参考 特にケベス祭は有名で古い伝承を守り古武に法
   り現在まで継承され忌を嫌い男子のみにて他人
   と火を交えず潔斎後祭典が執行される火の海と
   化した境内は壮観である。


祈願 天長地久・五穀豊穣・諸災退除・家内安全・所
   願成就




   櫛来社(くしくしゃ)

櫛来社について、もう少し踏み込んでみよう。

大分県国東市国見町古江地区大字櫛来の地に鎮座する地域の氏神様。

寛平元年(西暦八八九年)に宇佐八幡宮より分霊(ぶんれい;わけみたま)をして祀ったと伝えられている。

櫛来社は、明治四年(西暦1971年)に改称された。

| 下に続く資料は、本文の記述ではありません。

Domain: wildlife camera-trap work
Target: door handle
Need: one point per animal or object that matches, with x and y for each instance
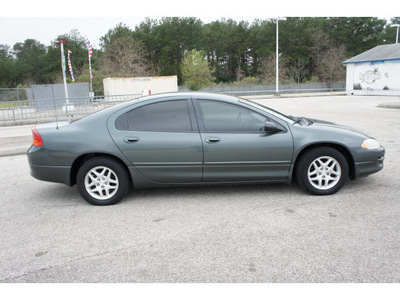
(131, 139)
(212, 140)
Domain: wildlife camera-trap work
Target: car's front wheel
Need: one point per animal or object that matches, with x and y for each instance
(102, 181)
(322, 171)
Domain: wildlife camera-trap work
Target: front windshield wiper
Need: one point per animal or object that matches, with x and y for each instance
(300, 120)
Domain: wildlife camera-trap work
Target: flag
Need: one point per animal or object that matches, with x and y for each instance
(90, 51)
(70, 65)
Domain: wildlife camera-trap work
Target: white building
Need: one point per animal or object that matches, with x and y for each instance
(140, 85)
(374, 72)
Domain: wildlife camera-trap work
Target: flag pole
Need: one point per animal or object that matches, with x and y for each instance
(90, 51)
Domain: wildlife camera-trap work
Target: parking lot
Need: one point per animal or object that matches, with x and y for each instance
(253, 233)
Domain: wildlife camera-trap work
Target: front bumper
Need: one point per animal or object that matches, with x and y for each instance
(373, 164)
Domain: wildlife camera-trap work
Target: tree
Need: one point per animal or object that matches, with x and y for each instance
(31, 61)
(268, 69)
(123, 55)
(196, 71)
(357, 34)
(298, 69)
(7, 68)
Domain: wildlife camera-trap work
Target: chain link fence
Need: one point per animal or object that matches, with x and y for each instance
(15, 94)
(60, 109)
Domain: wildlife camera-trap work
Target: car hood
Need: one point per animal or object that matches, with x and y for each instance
(52, 125)
(326, 124)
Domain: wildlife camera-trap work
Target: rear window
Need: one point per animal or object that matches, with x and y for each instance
(162, 116)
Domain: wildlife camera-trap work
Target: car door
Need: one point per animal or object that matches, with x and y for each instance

以前は、岩倉社・岩倉八幡・磐坐(いわくら)社などと呼ばれており、現在でもこの地域では岩倉社と呼ぶ人が多い。鳥居の額束にも「岩倉社」と刻まれている。

説明書きに有る様に、この、櫛来社には以下の6神が祀られている。①帯中津日子命(たらしなかつひこのみこと)(仲哀天皇)・②息長帯日売命(おきながたらしひめのみこと)(神功皇后)・③品陀和気命(しなだわけのみこと)(応神天皇)・④奥津嶋姫命(おきつしまひめのみこと)・⑤市寸島比売命(いちきしまひめのみこと)・⑥多岐津比売命(たぎつひめのみこと)(宗像三女神)。

以前、この神は、櫛来の枝平に鎮座していたものを明治のはじめにここへ移したと聞いた。理由は、姫島の神と櫛来の神は兄弟の神であったが、二神の仲が悪く、姫島の見えないこの地へ移したとの事らしい?

これら6神の他、本殿に並んで、摂社(せっしゃ)の若宮社・高良(こうら)社・明神社が祀られている。さらに、回廊の外には山の神社も祀られている。

※摂社(せっしゃ)とは、旧官国幣社において本社に縁故の深い神を祀った小規模神社で、明治維新後からは本社祭神の后神、御子神を祀る神社、本社の旧跡に祀る神社、本社祭神の荒魂、本社の地主神を祀る等、特別な由緒がある神社とされている。
【参考】ウィキペディア(Wikipedia)

さらに、本殿、社殿のある一段下の北(右下画像の右端から)から、疱瘡神・大杉大明神・金比羅宮・瑜伽宮・由原宮の祠が並んでいる。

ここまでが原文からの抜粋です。